For the bipolar person, acts of service that speak of love may be as simple as handling phone calls and visitors, or doing the shopping when he or she just can’t face the grocery store. “I’ll do it for you” is a powerful message that says, “I care about you and want to help ease your burdens.”

Physical touch. Strange as it may seem, some people never think of physical touch as a language of love unless they’re talking about sex. Of course, the physical and emotional intimacy of sex can speak love, but other kinds of touch do just as well for some people.
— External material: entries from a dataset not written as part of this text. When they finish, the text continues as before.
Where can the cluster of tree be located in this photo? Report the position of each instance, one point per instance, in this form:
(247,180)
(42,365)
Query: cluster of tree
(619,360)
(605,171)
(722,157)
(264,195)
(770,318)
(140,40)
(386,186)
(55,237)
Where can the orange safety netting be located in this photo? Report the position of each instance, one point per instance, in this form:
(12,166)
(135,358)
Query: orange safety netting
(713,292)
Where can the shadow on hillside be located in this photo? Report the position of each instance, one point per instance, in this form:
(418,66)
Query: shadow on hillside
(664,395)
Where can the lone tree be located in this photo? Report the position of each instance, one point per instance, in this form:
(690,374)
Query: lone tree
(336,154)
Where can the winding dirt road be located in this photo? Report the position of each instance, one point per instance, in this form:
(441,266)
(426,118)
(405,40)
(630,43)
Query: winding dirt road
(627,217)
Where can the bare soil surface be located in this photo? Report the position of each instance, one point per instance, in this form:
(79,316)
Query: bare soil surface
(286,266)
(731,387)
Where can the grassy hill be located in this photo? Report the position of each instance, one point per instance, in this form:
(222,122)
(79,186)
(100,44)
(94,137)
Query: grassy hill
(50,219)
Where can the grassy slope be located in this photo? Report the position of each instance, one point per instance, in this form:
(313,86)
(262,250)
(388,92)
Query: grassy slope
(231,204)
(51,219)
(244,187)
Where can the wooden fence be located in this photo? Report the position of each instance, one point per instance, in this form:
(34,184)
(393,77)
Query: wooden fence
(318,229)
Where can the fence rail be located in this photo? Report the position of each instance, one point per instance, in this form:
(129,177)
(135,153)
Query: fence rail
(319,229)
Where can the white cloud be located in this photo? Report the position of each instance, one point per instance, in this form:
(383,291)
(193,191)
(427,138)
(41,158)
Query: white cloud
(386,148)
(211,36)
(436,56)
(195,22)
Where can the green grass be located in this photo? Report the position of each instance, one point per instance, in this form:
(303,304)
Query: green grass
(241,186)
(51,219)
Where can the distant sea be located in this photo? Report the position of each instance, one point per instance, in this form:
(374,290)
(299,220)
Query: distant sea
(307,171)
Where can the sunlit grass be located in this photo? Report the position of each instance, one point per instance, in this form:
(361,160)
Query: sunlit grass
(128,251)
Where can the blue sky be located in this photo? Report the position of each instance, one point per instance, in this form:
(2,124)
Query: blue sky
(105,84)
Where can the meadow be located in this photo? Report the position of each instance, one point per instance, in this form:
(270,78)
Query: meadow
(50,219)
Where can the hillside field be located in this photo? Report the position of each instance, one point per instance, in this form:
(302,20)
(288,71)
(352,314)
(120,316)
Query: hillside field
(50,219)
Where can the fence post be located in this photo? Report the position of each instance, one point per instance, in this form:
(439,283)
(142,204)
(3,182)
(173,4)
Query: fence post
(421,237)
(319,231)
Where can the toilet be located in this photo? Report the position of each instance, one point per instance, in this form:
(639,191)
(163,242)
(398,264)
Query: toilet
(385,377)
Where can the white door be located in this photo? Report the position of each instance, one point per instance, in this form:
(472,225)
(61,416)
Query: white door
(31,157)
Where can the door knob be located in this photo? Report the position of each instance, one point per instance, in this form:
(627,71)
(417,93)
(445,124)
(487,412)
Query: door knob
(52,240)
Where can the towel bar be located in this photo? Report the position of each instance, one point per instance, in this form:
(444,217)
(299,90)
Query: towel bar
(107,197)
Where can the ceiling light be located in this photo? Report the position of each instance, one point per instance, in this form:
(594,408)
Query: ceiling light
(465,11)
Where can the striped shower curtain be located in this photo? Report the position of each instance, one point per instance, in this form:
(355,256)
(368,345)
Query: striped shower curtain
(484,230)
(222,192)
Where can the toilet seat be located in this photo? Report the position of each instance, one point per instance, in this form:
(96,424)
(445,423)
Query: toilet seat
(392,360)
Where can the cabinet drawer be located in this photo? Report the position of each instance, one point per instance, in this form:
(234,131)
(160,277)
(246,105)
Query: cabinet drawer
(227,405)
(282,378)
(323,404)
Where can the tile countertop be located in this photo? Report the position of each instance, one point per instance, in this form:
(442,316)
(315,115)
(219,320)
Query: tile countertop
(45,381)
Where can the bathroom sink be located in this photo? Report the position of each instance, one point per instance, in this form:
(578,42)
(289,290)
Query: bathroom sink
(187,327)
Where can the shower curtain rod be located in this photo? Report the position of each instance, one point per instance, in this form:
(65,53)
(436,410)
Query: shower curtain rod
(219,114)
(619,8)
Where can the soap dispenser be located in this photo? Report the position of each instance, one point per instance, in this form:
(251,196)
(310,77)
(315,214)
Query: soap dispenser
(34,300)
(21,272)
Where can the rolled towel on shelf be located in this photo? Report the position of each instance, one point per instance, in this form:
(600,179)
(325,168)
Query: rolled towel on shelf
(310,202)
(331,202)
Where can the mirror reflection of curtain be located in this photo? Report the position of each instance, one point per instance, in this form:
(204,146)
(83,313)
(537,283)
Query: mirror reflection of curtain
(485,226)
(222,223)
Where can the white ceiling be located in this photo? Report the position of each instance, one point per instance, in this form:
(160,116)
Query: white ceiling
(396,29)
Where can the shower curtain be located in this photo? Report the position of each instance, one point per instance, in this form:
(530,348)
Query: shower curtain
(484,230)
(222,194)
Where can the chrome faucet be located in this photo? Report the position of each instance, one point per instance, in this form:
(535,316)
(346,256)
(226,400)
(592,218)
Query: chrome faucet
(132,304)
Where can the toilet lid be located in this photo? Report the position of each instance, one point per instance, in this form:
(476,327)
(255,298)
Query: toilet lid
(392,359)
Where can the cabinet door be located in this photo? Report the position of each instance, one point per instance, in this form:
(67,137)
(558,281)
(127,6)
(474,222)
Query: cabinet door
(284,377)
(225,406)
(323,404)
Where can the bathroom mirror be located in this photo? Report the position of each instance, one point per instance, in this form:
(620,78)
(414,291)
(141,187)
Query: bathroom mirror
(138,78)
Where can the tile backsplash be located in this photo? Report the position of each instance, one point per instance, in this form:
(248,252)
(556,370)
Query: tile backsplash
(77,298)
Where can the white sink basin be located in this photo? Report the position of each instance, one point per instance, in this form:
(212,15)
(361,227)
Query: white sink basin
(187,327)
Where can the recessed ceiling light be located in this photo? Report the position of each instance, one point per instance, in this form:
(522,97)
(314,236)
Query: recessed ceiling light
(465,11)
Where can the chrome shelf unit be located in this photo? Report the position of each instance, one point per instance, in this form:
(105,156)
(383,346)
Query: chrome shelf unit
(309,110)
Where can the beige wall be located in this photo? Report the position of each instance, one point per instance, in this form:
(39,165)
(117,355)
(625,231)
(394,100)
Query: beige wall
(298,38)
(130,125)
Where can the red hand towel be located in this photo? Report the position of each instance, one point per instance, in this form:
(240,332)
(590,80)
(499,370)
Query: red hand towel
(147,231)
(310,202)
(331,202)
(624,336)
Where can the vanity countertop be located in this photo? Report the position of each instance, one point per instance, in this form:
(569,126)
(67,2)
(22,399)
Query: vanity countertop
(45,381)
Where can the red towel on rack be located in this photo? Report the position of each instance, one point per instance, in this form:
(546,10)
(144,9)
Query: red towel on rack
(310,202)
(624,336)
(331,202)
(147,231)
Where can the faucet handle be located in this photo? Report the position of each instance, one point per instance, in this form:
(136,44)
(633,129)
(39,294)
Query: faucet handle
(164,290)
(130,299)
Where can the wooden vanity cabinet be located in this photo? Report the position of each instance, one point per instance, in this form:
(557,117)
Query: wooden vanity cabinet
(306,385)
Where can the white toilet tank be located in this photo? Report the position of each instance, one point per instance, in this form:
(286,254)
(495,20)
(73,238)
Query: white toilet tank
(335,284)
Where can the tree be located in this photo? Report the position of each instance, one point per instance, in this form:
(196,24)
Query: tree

Bipolar people in the manic phase can have a high sex drive and appreciate some sexual attention even if you wouldn’t ordinarily want it at that time of day, for example.  But the bipolar person can crave touch without sex as well. Hugging and cuddling, sitting close with an arm around the shoulders, and even a touch on the shoulder as you leave a room can speak volumes.

The important part of this is to learn and know what your partner values – what language of love she or he speaks – and to give it to them. Mixed signals, speaking the language that you would want instead of the one that your partner does, will not be processed as love. Physical gifts to one who hears love in affirmations will miss the mark.

Obviously, the best thing to do is to ask your partner which “language” they speak. But she or he may not even realize that there are different languages or which one is theirs. Observation, attention, and even trial and error may be necessary to get the communication going. But if you want to speak love to a person with bipolar disorder, these are communication skills that can be vital.